Analysis related to the behavior of extreme far right online communities
35 stars 10 forks source link

Topic modeling for Breitbart #11

Open sjacks26 opened 7 years ago

sjacks26 commented 7 years ago

We have a substantial collection of Breitbart articles (240k+ from 2012 through mid-January 2017, plus daily scrapes since January 15). The site has sections that roughly correspond to categories, but there's only a handful of them and some are bureaus (like London and Jerusalem). The Breitbart archive collection on data.world doesn't contain the full article text, so this task will use the data in the s3 collection (more info about that data here). The collection has a file for each of the sections.

It would be cool to do some unsupervised topic modeling (LDA, for example) to see what topics emerge from the data. Two logical ways this could be done. The first thing to try is topic modeling across all Breitbart articles. Depending on the results of that, the next thing to try is topic modeling across articles separated by sections.

One of the most difficult parts of unsupervised topic modeling is getting coherent topics that are meaningful. If you want some help figuring out whether your topics make sense, drop a line in the far-right slack channel.

Once we have good topics for Breitbart, we can do all sorts of interesting and useful analysis. For example, we can see whether there is variation over time in the number of articles for different topics. But first, we need topic models!

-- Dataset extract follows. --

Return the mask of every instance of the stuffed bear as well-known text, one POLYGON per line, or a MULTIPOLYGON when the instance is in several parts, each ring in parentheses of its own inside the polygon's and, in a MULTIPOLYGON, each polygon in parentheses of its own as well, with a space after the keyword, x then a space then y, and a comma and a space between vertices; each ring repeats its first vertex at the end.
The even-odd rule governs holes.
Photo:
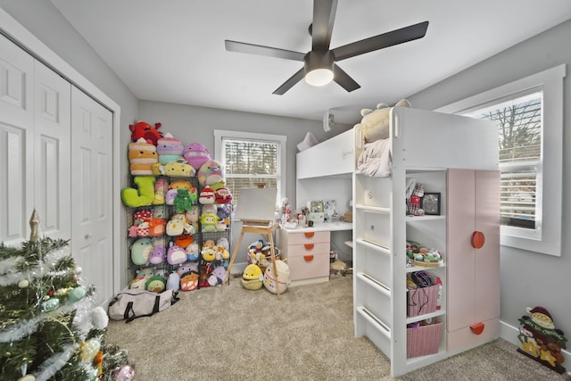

bartleyn commented 7 years ago

I think when it comes to modeling something like Breitbart, it might also be interesting to see if we can infer something about the authors as well, so I'm trying two things:

1) an Author-Topic model on the entire corpus 2) an LDA on the entire corpus

Like you said, I agree that the easiest thing is to do it across the entire corpus and then let those results inform what to do next.

I was originally going to make use of a MatLab implementation of both algorithms (from UCI here in case you're interested), but since Gensim recently released an implementation of an author-topic model, I may as well shift to a Python-based approach. Building a Python framework for running these models may make future analyses easier anyway.

musiciancodes commented 7 years ago

I'm interested in trying this and using Gensim/nltk.